The Bishop’s pastoral letter is refreshing in its honesty and shows a willingness to tackle those who sneer at organised religion and take cheap shots at the wayward flock.

He knows full well that most people only attend church when they have an occasion to mark. And for many, this is more a case of duty and tradition than any great need for spiritual fulfilment.

Basically, for many, the church service is the dull bit before they slacken their ties at the wake, christening party or wedding reception. It’s sad, but true.

There are notable exceptions, but for years many churches have presided over dwindling attendances and the majority of worshippers have been older people who are seeking companionship or perhaps hedging their bets before the great hereafter.

Some churches have resorted to playing cat and mouse with potential recruits who have to attend a certain number of services and prove they live within the locality before they are allowed to book a wedding or christening service at their preferred house of God. This is their rather unsubtle way of encouraging our continuing attendance.

It doesn’t work, of course. Once the aforementioned do is out of the way, you don’t see most couples or their offspring for dust.

The simple truth is they have better, or, what they perceive to be, more important things to do on a Sunday. Like going to Ladsandads football matches, trolling around garden centres or dragging the kids to B&Q.
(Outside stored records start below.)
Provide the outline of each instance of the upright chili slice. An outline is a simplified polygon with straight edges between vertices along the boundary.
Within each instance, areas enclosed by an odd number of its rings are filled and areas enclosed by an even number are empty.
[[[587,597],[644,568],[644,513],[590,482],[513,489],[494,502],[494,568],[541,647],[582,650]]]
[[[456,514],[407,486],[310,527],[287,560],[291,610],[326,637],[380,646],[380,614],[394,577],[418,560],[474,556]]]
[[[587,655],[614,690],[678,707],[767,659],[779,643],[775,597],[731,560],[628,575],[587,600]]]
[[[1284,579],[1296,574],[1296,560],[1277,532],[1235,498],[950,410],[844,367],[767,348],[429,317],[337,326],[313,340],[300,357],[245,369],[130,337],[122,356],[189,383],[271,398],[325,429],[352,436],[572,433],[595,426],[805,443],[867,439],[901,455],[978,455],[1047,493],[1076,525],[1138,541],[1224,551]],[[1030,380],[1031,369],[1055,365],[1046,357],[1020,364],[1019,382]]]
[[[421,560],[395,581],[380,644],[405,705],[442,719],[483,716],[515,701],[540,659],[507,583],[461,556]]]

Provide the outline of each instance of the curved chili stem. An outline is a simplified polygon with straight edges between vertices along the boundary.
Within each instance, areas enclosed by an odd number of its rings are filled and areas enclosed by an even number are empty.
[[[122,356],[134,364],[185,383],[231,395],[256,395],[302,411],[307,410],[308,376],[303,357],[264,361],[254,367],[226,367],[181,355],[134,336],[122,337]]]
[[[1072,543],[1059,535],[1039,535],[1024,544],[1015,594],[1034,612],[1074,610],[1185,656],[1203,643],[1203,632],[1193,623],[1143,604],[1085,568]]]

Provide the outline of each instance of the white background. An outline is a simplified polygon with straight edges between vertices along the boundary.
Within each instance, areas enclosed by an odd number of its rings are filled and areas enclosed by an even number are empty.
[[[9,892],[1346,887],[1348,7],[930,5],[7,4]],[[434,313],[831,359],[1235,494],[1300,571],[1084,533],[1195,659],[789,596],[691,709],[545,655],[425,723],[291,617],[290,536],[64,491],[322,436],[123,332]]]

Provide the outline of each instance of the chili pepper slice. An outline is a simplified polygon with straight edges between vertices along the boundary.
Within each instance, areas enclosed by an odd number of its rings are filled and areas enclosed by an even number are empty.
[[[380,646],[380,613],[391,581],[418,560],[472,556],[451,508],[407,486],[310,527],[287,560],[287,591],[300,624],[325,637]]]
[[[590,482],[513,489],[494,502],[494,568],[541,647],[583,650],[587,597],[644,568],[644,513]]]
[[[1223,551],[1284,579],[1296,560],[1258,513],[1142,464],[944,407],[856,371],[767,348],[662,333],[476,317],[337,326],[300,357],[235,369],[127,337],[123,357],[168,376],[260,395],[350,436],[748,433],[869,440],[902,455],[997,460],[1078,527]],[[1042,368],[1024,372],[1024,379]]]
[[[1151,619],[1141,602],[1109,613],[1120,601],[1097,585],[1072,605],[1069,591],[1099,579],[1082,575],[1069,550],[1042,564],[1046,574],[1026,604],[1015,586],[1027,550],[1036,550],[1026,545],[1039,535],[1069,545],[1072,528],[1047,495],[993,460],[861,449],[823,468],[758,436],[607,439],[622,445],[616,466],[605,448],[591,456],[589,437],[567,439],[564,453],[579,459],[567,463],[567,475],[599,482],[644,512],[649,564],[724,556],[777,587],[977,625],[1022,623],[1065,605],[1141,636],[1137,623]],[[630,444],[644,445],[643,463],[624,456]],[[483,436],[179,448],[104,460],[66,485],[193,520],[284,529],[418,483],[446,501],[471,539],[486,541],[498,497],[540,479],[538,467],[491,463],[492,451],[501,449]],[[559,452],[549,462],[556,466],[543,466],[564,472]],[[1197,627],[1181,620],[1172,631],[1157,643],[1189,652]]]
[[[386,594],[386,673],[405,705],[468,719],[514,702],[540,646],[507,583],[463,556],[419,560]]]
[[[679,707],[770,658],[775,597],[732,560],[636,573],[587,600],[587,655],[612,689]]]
Having said all this, I’m in firm agreement with much of what the Bishop has to say.
The church, or should I say the Christian Church in this country, has become a soft target for social commentators, which is a crying shame.

The fact is, churches are nowhere near as popular as they once were as people now enjoy far more freedoms and choice than they did even 50 years ago.

However, churches are just as relevant and important today, arguably more so, in fact, to a society battling against declining moral standards and in desperate need of some spiritual healing.

And we should never underestimate their value as a focal point for much of what is wholesome and good in our lives.

Whether we visit churches for parent and toddler groups or tea dances, use them to host functions or simply for the necessary bits before cracking open the bubbly and toasting our newlyweds or wetting the baby’s head, they are an essential part of the glue which binds our communities together.

And we would be much the poorer without them.

To me, religion is, and should be, a deeply personal thing. I believe in God and I value the religious education I received which supplemented what my parents and school teachers taught me.

I enjoy attending church for special occasions involving family and friends. I don’t find it dull in the least – in fact, it is by far the best bit of the day for me.

I cherish the Christmas services, the uplifting carols and the messages the church puts out during the season of goodwill.

But by the same token, and it may be a cop-out in some people’s eyes, I feel no need to meet up with other Christians once a week to praise God and sing turgid hymns, or their happy-clappy modern counterparts.

I pray each night, and that’s enough for me to feel in touch with God.